Note: You can also use any salty cheese or goats cheese – about ½ cup in any of these fillings will give it extra flavor
Butter (for greasing pan)
2 cups grated raw potato
¼ cup grated onion
1 egg, lightly beaten
1 teaspoon salt
1 tablespoon potato flour
Olive oil (for brushing)
½ cup grated cheddar cheese
1½ cups milk
3 tablespoons potato flour
¼ teaspoon salt
¼ teaspoon dried basil
¼ teaspoon dried oregano
How to do it
1. Pre-heat the oven to 180°C (350°F)
2. On an oven tray lined with baking paper, sprinkle the olive oil and place all the cut vegetables in an even layer, turning them through the olive oil so their tops are lightly oiled. Make sure the peppers are skin side down. Sprinkle lightly with salt.
3. Place in the upper part of the oven and bake for 20 minutes. Then, using tongs, turn over all the vegetables except for the onions. Bake for another 20-25 minutes, or until the pepper skins start blackening.
4. Remove from the oven and place the peppers in a small plastic bag and seal. Leave the peppers for about 15 minutes while the rest of the veggies cool. Then remove the pepper skins – they should slide off easily.
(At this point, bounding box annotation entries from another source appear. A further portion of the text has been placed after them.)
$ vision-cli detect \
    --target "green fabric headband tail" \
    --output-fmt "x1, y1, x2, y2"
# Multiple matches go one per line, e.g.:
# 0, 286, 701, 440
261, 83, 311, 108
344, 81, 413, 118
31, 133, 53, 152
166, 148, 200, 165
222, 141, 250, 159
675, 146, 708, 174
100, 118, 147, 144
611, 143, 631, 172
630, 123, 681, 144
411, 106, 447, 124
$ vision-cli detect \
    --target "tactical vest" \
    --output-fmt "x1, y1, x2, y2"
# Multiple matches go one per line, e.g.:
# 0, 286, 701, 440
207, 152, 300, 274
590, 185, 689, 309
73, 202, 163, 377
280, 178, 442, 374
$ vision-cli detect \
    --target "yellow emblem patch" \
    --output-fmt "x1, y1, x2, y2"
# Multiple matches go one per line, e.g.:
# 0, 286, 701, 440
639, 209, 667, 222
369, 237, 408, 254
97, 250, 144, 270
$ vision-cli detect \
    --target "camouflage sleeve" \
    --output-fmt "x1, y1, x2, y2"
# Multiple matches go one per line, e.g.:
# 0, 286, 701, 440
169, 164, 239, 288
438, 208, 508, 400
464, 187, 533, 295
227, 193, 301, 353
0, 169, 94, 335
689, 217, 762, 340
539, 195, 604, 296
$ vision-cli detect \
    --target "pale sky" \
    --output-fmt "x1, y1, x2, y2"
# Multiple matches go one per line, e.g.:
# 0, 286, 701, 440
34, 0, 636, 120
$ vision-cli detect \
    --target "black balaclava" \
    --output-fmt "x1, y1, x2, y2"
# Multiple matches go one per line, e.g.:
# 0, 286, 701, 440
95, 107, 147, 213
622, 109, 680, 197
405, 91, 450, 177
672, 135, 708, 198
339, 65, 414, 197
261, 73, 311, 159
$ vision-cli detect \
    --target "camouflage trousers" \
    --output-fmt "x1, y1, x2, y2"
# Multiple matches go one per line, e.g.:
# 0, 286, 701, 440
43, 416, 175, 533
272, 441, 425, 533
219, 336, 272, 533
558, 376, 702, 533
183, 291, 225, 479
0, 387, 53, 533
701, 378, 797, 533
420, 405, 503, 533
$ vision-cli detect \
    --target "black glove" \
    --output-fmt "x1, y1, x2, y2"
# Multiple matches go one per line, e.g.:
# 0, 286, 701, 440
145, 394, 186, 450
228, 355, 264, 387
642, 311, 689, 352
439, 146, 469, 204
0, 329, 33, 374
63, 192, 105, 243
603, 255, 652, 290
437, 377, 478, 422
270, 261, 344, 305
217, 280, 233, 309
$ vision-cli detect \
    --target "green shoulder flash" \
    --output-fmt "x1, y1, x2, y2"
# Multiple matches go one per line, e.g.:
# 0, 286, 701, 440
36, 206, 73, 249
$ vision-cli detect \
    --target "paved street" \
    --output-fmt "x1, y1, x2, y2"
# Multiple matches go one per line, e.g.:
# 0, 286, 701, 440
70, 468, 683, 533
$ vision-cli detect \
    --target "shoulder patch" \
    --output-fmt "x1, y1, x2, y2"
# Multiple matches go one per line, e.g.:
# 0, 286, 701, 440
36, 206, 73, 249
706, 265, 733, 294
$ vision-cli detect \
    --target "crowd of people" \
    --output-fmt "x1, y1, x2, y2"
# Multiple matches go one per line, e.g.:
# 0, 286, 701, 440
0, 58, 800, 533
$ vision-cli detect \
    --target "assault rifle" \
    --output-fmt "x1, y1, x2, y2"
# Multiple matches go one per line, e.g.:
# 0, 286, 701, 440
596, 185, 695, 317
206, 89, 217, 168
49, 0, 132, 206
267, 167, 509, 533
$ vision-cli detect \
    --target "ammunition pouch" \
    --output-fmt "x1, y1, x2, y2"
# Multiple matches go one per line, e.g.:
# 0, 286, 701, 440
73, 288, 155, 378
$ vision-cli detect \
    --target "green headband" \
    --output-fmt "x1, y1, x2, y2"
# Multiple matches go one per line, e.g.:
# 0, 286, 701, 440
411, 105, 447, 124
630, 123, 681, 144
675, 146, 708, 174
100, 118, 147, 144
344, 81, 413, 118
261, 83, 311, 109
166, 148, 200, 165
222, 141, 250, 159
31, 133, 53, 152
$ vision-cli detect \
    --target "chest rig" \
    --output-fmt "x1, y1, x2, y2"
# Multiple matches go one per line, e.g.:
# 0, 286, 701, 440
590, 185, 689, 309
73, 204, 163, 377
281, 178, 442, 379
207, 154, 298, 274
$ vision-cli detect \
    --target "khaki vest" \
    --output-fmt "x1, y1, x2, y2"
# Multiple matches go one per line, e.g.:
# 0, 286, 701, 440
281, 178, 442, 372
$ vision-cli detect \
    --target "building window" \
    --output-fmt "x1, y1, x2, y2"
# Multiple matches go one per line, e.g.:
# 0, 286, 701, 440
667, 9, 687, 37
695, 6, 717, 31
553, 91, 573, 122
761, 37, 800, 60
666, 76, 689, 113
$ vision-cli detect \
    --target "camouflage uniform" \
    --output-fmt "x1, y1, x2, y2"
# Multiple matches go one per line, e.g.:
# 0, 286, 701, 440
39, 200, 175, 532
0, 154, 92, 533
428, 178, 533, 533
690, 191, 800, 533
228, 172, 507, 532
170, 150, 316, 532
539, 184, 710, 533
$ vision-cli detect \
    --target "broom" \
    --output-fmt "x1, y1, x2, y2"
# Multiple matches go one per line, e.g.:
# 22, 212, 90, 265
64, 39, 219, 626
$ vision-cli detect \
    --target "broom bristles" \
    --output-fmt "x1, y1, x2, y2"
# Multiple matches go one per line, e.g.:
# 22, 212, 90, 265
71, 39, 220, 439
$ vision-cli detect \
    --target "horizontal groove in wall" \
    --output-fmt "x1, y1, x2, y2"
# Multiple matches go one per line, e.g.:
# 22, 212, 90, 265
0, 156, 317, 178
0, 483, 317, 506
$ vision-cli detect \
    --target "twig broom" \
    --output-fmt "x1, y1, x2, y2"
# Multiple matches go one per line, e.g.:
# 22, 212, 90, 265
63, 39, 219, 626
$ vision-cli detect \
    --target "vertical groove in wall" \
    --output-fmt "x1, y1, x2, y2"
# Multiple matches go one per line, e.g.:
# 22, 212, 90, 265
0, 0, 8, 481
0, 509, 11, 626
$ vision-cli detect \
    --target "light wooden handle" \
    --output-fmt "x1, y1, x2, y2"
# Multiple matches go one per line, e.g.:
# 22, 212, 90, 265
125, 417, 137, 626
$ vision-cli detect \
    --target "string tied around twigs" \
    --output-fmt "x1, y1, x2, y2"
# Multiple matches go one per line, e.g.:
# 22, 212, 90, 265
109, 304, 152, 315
5. Slice the roasted mushrooms, zucchini, peppers and eggplant (if using mini-eggplant, you don’t have to cut them further). Separate the layers of the onion, removing any dry outside layers. Squeeze out the roasted garlic from each clove (it comes out like toothpaste). Set all aside.
1. Pre-heat oven to 200°C (400°F) and grease a 23 cm (9 inch) round pie dish.
2. Place the grated potatoes in a strainer, sprinkle with salt and allow the water to drain out of the potatoes for at least half an hour – there will be a lot of liquid. Squeeze the water out with your hands, and get the potatoes as dry as possible. (You can also gather the potato up in a large piece of cheese cloth, and squeeze the water out that way.)
3. Mix the potatoes in a mixing bowl with the onion, egg and potato flour. Spread it evenly into the pie dish and up the sides using your hands.
4. Bake for 30 minutes. Then brush the crust lightly with olive oil and return to the oven. Bake for a further 10 minutes or until the crust is golden brown. Remove and immediately toss the grated cheese onto the bottom of the crust and allow to melt.
5. Turn the oven down to 190°C (375°F)
Custard and assembly
1. Beat together well all the custard ingredients.
2. Arrange the antipasti vegetables in the pre-baked crust evenly. I keep the sweet potato and the red peppers for the top as they have the most color.
3. Place on your oven rack and carefully pour the custard mixture into the dish, making sure you only fill to the top of the crust, no further, so it doesn’t overflow into the dish (if it does, it’s not the end of the world). You may not have to use all the custard mixture, depending on how many vegetables are in the crust.
4. Bake for about 40 minutes, or until the top is golden brown and the filing is solid.
You can freeze this and reheat covered with foil for about 20 minutes in a medium oven.